The beloved Rodney Dangerfield “no respect” card in cliché form. The Texans haven’t struck me as a big disrespect team, but it runs through every team that hasn’t won big and believes it has to prove itself. The Texans' defense is the worst yardage defense in the NFL, that’s not a respect-earner. Heck, even coaches of great teams like to use this tactic.  It absolutely doesn’t matter if it’s not true if you can get players to buy it. Kubiak wouldn’t even need to doctor a pick sheet to slap up on the bulletin board or to talk about in a team meeting. He could simply urge everyone to look at this endless row of blue horseshoes. “The Colts are all beat up, we are 4-2 and have already beaten them and not one entry in 10 thinks we’ll win! Why, we'll show those @&*^(%!.$*s.”

Related cliché quote: “It’s a national televised game and people will get to see how the Texans respond.” -- Johnson.
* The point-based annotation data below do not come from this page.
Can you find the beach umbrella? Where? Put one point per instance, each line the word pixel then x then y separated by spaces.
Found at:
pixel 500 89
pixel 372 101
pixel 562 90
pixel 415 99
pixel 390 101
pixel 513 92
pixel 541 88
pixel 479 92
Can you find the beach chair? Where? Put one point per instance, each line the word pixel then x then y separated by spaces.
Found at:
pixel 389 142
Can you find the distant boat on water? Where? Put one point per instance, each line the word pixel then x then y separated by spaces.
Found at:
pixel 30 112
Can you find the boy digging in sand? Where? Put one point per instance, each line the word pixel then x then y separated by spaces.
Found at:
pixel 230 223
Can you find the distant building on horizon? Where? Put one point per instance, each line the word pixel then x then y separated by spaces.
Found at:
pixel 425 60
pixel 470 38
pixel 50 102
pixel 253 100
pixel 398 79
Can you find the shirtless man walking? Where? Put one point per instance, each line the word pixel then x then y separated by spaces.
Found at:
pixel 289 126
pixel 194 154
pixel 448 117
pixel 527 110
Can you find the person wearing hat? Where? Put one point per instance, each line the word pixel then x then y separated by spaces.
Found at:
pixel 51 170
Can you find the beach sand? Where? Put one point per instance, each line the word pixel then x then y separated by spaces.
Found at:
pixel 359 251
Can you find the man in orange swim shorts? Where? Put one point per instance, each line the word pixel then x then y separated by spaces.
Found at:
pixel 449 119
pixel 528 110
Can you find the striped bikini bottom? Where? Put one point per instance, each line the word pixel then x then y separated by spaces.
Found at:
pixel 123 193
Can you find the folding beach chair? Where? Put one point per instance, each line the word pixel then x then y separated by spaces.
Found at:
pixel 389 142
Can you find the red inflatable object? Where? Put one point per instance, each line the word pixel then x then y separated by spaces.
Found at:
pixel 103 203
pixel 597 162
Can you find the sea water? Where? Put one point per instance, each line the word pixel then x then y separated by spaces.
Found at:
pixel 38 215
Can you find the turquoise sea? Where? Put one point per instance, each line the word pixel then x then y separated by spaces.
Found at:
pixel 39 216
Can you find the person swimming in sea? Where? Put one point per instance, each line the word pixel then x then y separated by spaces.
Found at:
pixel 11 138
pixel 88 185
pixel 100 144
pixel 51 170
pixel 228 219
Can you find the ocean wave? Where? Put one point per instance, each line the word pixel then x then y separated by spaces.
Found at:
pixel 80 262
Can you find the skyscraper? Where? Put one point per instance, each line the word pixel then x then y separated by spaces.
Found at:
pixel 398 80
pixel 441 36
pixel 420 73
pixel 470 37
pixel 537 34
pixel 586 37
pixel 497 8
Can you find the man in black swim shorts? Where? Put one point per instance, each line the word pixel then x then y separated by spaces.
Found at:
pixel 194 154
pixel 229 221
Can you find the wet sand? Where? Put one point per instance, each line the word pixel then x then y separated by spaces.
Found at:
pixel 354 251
They can’t shoot themselves in the foot.

Clichés are boring because part of becoming a cliché is being overused. But many of them became overused because they were accurate. Every team buys into this one. There are games every week decided by mistakes, and the Colts usually aren’t one of the teams making them. Everyone knows a key turnover, untimely penalty or missed field goal can be the difference. Tuesday morning, I’ll be looking for a divisional decisive moment. Plays like that are always contenders. But if you buy into “The Secret” and the idea that what you think about you bring about, then concentrating on not making mistakes is likely to help produce ... mistakes.

Related cliché quote: “It’s not about the talent. It’s really not. It’s about us making mistakes. We make the stupidest mistakes in the craziest times in the game.” -- Bernard Pollard.